Let $P=K[x_1,\dots,x_n]$ be a polynomial ring over a field $K$ and $I = (f)$ be a principal ideal in $P$ generated by $f \in P - \{0 \}$. Moreover let $L \subset \{x_1, \dots, x_n \}$ and $\hat{P} = K\{x_i : x_i \notin L \}$. Show $I \cap \hat{P} = (0) \iff f \notin \hat{P}$. (Exercise 4, Section 3.4 from Kreuzer and Robbiano, Computational Commutative Algebra, vol. 1.)
So I know that in one direction, if $f \not\in \hat{P}$, then $f$ contains a variable in $L$, but then $\hat{P}$ cannot contain any variable that is not in $L$. So the intersection must be $0$. (this need some justification...?) I am not sure about the other way. If someone could show me both, that would be good.

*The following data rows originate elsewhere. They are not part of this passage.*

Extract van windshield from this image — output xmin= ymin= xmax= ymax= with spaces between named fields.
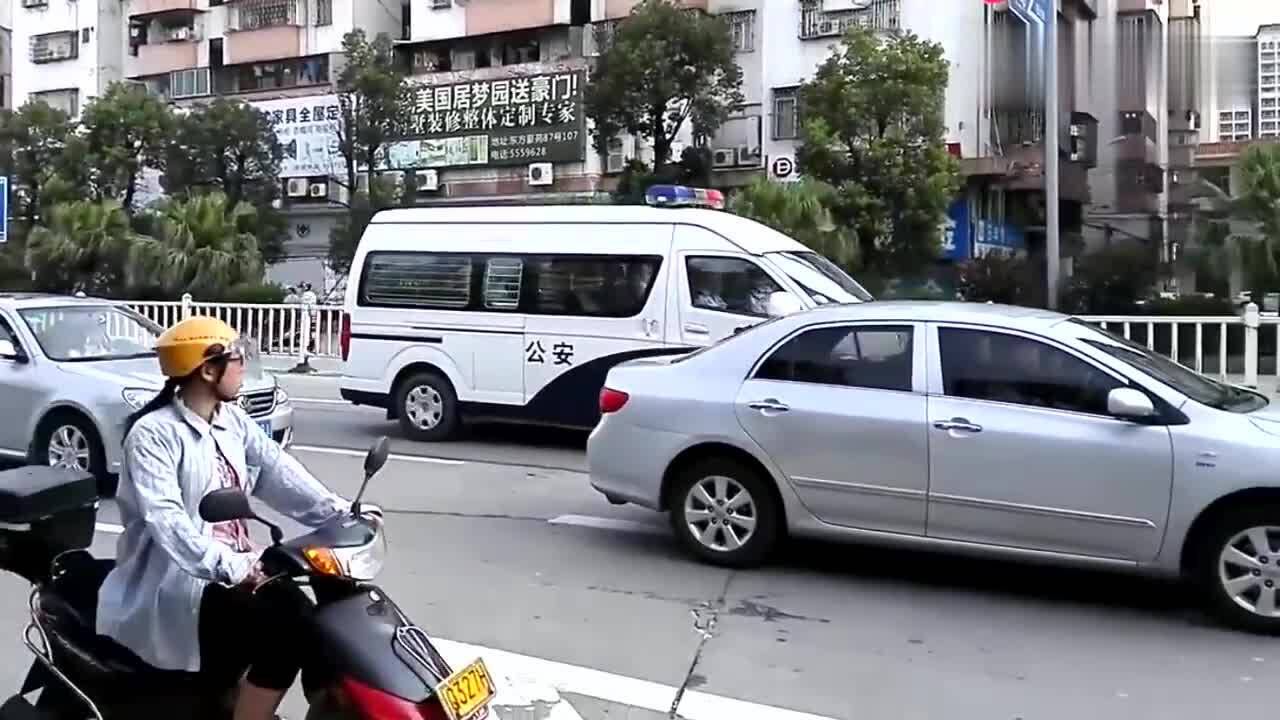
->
xmin=767 ymin=251 xmax=874 ymax=305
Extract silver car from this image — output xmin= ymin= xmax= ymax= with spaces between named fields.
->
xmin=588 ymin=301 xmax=1280 ymax=633
xmin=0 ymin=294 xmax=293 ymax=484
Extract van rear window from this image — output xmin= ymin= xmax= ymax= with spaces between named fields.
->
xmin=361 ymin=254 xmax=473 ymax=308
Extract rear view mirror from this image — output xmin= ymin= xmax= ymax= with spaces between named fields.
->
xmin=766 ymin=291 xmax=803 ymax=318
xmin=1107 ymin=388 xmax=1155 ymax=420
xmin=199 ymin=489 xmax=254 ymax=523
xmin=364 ymin=436 xmax=391 ymax=477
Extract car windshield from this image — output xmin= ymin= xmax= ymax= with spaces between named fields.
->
xmin=19 ymin=305 xmax=161 ymax=362
xmin=1071 ymin=319 xmax=1268 ymax=413
xmin=767 ymin=251 xmax=874 ymax=305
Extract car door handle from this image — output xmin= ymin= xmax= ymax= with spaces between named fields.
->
xmin=748 ymin=399 xmax=790 ymax=413
xmin=683 ymin=322 xmax=709 ymax=335
xmin=933 ymin=418 xmax=982 ymax=433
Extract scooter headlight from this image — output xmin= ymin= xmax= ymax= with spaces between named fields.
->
xmin=303 ymin=519 xmax=387 ymax=581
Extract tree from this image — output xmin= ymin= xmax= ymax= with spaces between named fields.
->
xmin=957 ymin=251 xmax=1037 ymax=305
xmin=1192 ymin=144 xmax=1280 ymax=298
xmin=128 ymin=192 xmax=263 ymax=296
xmin=585 ymin=0 xmax=743 ymax=169
xmin=163 ymin=99 xmax=287 ymax=263
xmin=0 ymin=101 xmax=79 ymax=224
xmin=728 ymin=177 xmax=857 ymax=267
xmin=80 ymin=83 xmax=176 ymax=212
xmin=796 ymin=25 xmax=960 ymax=277
xmin=25 ymin=200 xmax=135 ymax=294
xmin=329 ymin=29 xmax=412 ymax=276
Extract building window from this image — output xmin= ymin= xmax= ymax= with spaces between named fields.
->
xmin=215 ymin=55 xmax=328 ymax=93
xmin=727 ymin=10 xmax=755 ymax=52
xmin=170 ymin=68 xmax=211 ymax=99
xmin=30 ymin=88 xmax=78 ymax=116
xmin=315 ymin=0 xmax=332 ymax=26
xmin=361 ymin=253 xmax=474 ymax=309
xmin=30 ymin=31 xmax=78 ymax=63
xmin=773 ymin=87 xmax=799 ymax=140
xmin=231 ymin=0 xmax=296 ymax=31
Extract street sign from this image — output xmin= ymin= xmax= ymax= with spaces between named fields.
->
xmin=0 ymin=177 xmax=8 ymax=245
xmin=1008 ymin=0 xmax=1050 ymax=26
xmin=770 ymin=156 xmax=796 ymax=180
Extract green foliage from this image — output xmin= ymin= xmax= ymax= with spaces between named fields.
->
xmin=610 ymin=147 xmax=711 ymax=204
xmin=163 ymin=99 xmax=287 ymax=263
xmin=585 ymin=0 xmax=744 ymax=168
xmin=128 ymin=193 xmax=263 ymax=297
xmin=956 ymin=251 xmax=1039 ymax=306
xmin=728 ymin=177 xmax=856 ymax=267
xmin=329 ymin=175 xmax=401 ymax=278
xmin=1060 ymin=243 xmax=1160 ymax=314
xmin=25 ymin=200 xmax=136 ymax=295
xmin=796 ymin=25 xmax=959 ymax=277
xmin=214 ymin=282 xmax=288 ymax=304
xmin=79 ymin=83 xmax=176 ymax=211
xmin=0 ymin=102 xmax=78 ymax=224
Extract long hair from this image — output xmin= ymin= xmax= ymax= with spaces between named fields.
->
xmin=123 ymin=346 xmax=232 ymax=439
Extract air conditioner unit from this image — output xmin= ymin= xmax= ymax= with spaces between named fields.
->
xmin=309 ymin=182 xmax=327 ymax=198
xmin=416 ymin=169 xmax=439 ymax=192
xmin=528 ymin=163 xmax=553 ymax=186
xmin=169 ymin=27 xmax=191 ymax=41
xmin=286 ymin=178 xmax=308 ymax=197
xmin=605 ymin=135 xmax=634 ymax=174
xmin=711 ymin=148 xmax=736 ymax=168
xmin=606 ymin=154 xmax=627 ymax=174
xmin=817 ymin=20 xmax=837 ymax=35
xmin=735 ymin=145 xmax=762 ymax=166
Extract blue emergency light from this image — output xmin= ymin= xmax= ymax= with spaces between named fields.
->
xmin=644 ymin=185 xmax=726 ymax=210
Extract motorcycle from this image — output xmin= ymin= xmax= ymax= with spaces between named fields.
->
xmin=0 ymin=437 xmax=495 ymax=720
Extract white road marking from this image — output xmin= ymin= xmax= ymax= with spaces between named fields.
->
xmin=548 ymin=514 xmax=666 ymax=536
xmin=95 ymin=522 xmax=124 ymax=534
xmin=433 ymin=637 xmax=838 ymax=720
xmin=291 ymin=445 xmax=466 ymax=465
xmin=290 ymin=397 xmax=358 ymax=406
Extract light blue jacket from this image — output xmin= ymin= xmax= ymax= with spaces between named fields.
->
xmin=96 ymin=396 xmax=349 ymax=672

For the forward direction:
If $I\cap{}\hat{P}=(0)$, then since $f\in{}I$, we have $f\notin{}\hat{P}$, since $f\neq{}0$ and $f\notin{}(0)$ (since P is an integral domain).
And backwards:
If $f\notin{}\hat{P}$, then note that every element of $I$ is of the form $h=\sum_{i=1}^ng_if=gf$ where the $g_i\in{}P$ and $g=\sum_{i=1}^ng_i$. Since $f\notin{}\hat{P}$ then it must contain a variable of $L$ since degree of polynomials is additive, which means that $gf$ must have a variable in $L$, unless $g=0$, which would make $gf=0$. Therefore $I\cap\hat{P}=(0)$.